Teaching Drama

Communication in the Drama Classroom

Written by Lindsay Price

How do your students communicate?

Communication: the means of connection between people; the imparting or exchange of information, thoughts, opinions.


Communication is vital to a successful theatrical experience. A play is a two way street – what is sent from the stage gets an immediate response from the audience. There is an exchange that doesn’t happen in the movie-going experience or the reading experience. It is an actor’s job to communicate to the audience and they will answer back.

Communication might be the most important 21st century skill students can learn in the drama classroom. We communicate with each other in the real world every day, in a variety of ways: verbal, nonverbal, physical. We often have to navigate the minefield of miscommunication with mixed messages or people who refuse to listen.

A student may resist creative thought or creative action – “I can’t do that, I’m not creative. I can’t act. I can’t be in a play.” But every single human being benefits from learning how to communicate. We need communication skills in family life, in relationships, in the workplace, and in the school hallway.

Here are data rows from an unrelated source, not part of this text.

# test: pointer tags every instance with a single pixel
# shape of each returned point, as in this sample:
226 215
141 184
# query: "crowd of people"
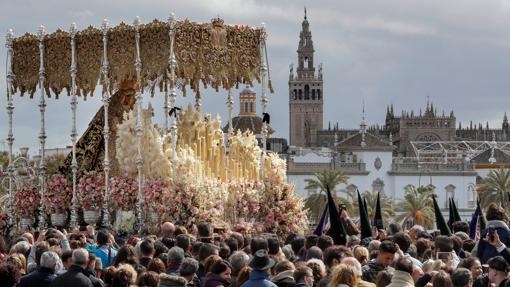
204 256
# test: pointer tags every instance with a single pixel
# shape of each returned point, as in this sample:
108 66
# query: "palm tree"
326 178
495 188
417 207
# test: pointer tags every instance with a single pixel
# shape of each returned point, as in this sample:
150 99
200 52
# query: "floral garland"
26 200
90 191
155 194
122 193
58 194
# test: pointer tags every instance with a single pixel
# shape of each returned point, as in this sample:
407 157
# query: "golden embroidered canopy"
214 54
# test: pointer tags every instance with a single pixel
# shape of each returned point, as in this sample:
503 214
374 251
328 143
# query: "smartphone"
444 256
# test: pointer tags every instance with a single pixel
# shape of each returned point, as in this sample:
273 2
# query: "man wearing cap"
261 264
498 271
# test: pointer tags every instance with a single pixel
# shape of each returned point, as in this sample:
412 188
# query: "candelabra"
42 135
10 109
106 130
172 63
139 127
74 101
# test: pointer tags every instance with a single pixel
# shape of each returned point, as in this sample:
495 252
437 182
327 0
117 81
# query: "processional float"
158 56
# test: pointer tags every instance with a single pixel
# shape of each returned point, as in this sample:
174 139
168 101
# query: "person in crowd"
385 256
332 257
284 274
402 274
356 267
146 252
103 248
219 275
45 273
461 277
442 279
261 264
238 260
188 271
75 276
303 277
343 275
498 271
175 256
148 279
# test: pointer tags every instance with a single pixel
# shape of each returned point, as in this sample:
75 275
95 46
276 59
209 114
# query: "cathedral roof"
372 142
243 123
499 155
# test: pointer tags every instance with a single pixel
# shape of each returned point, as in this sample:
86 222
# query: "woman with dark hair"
497 223
472 264
219 274
148 279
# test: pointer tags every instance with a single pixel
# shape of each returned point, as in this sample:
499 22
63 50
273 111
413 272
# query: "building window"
450 194
307 92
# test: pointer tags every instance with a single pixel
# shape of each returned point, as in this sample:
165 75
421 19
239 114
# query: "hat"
498 263
261 260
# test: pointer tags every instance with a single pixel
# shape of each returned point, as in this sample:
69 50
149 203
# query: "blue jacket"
485 250
258 279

How can you practice communication in the drama classroom?

Define: Define communication with your students. Find out how they communicate with each other and why they communicate the way they do.

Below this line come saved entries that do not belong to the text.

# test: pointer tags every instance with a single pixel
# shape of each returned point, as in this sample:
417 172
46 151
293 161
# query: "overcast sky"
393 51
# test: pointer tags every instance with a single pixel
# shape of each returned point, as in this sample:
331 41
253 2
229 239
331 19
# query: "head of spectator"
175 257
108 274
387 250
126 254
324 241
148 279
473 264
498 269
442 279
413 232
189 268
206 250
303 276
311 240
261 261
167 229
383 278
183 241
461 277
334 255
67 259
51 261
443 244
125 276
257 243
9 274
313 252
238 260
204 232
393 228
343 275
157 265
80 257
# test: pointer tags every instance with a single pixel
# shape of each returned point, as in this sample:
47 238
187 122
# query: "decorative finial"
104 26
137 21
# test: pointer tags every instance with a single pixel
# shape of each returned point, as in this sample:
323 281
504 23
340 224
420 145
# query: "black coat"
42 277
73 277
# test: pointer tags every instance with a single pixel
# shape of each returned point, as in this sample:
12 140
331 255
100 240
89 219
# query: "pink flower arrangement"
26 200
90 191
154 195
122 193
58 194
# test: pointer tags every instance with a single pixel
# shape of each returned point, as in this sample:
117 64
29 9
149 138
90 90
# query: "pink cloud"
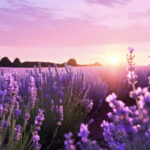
108 2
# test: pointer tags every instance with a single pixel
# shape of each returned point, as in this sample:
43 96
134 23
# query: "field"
75 108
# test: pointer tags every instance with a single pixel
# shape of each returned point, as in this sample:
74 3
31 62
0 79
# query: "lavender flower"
36 139
17 133
32 92
69 142
39 120
61 116
131 50
52 105
84 132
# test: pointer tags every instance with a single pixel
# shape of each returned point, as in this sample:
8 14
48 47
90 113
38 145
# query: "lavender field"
75 108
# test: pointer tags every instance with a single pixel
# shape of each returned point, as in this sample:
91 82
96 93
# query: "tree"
5 62
16 62
72 62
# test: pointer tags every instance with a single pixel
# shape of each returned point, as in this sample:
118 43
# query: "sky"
87 30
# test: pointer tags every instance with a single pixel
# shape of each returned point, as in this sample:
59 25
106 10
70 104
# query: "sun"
114 60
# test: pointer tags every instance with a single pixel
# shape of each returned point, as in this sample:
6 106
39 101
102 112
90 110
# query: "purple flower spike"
17 132
84 132
69 142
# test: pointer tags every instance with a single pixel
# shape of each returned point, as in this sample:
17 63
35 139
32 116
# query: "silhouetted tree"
72 62
16 62
5 62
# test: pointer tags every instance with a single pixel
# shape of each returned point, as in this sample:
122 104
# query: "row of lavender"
37 108
128 127
45 109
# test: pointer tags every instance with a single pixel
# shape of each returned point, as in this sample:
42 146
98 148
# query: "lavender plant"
129 126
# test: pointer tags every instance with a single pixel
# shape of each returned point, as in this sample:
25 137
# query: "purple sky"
88 30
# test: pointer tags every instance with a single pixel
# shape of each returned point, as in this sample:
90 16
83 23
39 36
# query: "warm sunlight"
114 60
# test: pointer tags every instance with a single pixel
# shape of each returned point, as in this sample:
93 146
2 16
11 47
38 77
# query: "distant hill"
5 62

Explore: With 21st century students, it’s all about texts and snapchats. It’s much less about face to face interaction. Have students lead an improv game where they have to provide the instructions via snapchat. Observe what happens. Do students engage, because this is a form of communication they’re drawn to? Or is this an example of how in-person communication is still valuable?

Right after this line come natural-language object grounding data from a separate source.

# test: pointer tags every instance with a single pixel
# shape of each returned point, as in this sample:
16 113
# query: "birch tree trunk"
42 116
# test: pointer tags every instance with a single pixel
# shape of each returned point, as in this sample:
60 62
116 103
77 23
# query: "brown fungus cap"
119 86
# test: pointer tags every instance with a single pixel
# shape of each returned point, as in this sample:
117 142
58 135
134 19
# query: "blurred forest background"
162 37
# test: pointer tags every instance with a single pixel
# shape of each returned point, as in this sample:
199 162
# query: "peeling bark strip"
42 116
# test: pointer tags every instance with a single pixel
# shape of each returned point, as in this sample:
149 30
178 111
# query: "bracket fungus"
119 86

Explore: Over the course of a month, every student has to teach a warm up game at the beginning of class. Communication is a different experience when you’re the leader. What’s it like to be in charge? Do your fellow classmates listen? Why or why not? Did you communicate the game effectively? Why or why not? How would you change your instruction to communicate more effectively?

Discussion and Theatricalization: Click below for a PDF downloadable Communication Quotes page. Divide your students into groups, have each group discuss a quote. What does it mean? Why is the statement being said? Do you agree or disagree? Then have each group theatricalize their quote. If they were going to turn the quote into a scene, how would they do it? Give each group 15 minutes to come up with a 1 minute scene to present.

Reflection: Theatre is an act of communication. Reflect on this statement. What comes to mind when you read it? Why might theatre be an act of communication? Do you agree or disagree? If you disagree, why isn’t theatre an act of communication?